An integrated model of urban spatial structure: Insights from the distribution of floor area ratio in a Chinese city

Abstract The monocentric city model has been challenged for its predictive power in urban spatial structure as multiple centers rise from the spatial expansion and functional diversification of modern cities. To overcome the deficiency of the model in explaining contemporary cities, this study takes Haikou City in China as an empirical case to develop an integrated city model that depicts the urban spatial structure by combining multiple monocentric city models, the basic unit in analyzing an urban space. The applicability of this integrated city model in Haikou is also examined in return by using the measure of floor area ratio and the method of geographical weighted regression. Results show that the traditional spatial structure of Haikou as a provincial capital where production activities are concentrated in the city center has been challenged by the emerging tourism function along the sea coast over the past decades.

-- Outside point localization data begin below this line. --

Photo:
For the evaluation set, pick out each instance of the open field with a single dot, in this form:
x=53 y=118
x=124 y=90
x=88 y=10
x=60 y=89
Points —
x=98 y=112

Compared with the long-existing monocentric “city” model around the city center that exerts a strong, asymmetrical, and unevenly distributed marginal effect on the urban space, the newly developed monocentric “city” model along the coast has a weak, one-sided, and evenly distributed marginal impact on its urban spatial structure. Therefore, the current spatial structure of Haikou City can be depicted by an integrated city model composed of two monocentric “city” models based on different “centers” with distinct urban functions. In this sense, this integrated city model developed on the monocentric city model will be inclusive and extendable to the analysis of the dynamic spatial structure of a multi-center city.